Sexual infidelity is the breaking of trust that occurs when sexual secrets are kept from an intimate partner.
It boils down to this: Sexual infidelity is not so much about engaging in a sex act (virtual or real) as it is about the fact that you are keeping it a secret from your partner. If you’re using social media to chat with an ex and your partner knows it and gives the go-ahead, so be it. But if you’re keeping these interactions a secret from your partner, you’re engaging in infidelity.
Usually, when the betrayed partner finds out about the cheating — and they almost always do — it’s not any specific sexual or romantic act that causes the most pain. Instead, it’s the fact that the partner’s trust and belief in the person he or she is closest to have been shattered. And it makes no difference whether the cheating occurred in-person or online. A virtual world affair is as painful to a betrayed spouse as an in-the-flesh affair. Simply put, no matter where or how the infidelity took place, learning about it is traumatic. Scientific research shows it can result in acute stress symptoms characteristic of post-traumatic stress disorder.

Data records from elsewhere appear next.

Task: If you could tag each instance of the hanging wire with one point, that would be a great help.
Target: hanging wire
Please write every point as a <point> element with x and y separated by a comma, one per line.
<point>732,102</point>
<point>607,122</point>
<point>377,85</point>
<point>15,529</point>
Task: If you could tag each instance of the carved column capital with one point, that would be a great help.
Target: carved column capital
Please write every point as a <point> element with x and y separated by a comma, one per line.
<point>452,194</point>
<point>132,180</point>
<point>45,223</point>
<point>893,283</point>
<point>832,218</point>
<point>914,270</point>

Exacerbating matters is the fact that the betrayed partner has often had his or her suspicions and intuition denied — sometimes for years on end—by the unfaithful spouse, who repeatedly insists that he or she is not cheating. And, as we have long known from work with abused children, being made to feel wrong when you are actually quite right is extremely traumatic. In many cases, betrayed partners begin to feel as if they are the issue, as if their mistrust and emotional instability are the source of problems in the relationship. Unsurprisingly, betrayed spouses feel angry and hurt when they finally find out they were right all along.

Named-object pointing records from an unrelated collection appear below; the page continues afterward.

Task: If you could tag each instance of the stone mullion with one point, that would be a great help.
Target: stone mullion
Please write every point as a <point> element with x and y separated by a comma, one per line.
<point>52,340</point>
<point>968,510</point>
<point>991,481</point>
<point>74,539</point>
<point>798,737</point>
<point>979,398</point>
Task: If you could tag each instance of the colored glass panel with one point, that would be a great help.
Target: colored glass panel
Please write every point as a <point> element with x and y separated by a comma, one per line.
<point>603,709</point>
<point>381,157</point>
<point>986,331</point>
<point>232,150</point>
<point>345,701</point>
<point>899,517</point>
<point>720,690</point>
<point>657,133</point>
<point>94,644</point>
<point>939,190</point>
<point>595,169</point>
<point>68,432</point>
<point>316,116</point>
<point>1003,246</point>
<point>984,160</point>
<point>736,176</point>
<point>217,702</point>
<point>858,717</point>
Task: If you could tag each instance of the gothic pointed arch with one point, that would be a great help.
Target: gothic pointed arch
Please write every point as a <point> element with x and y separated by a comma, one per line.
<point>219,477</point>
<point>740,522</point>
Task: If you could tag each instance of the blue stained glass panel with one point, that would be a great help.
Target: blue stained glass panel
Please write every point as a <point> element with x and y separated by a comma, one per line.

It is only in the last few years that the trauma caused by sexual infidelity has become an area of legitimate study. Nevertheless, mental health professionals are quickly gaining insight into the long-term emotional effects of betrayal. Betrayed spouses have every right to feel angry, hurt and confused. At the very least they need validation for their feelings and help processing the shame of being cheated on, along with education and support to move forward. Many also need guidance with day-to-day issues like addressing potential healthcare issues (including the possibility of STDs) and setting healthy boundaries.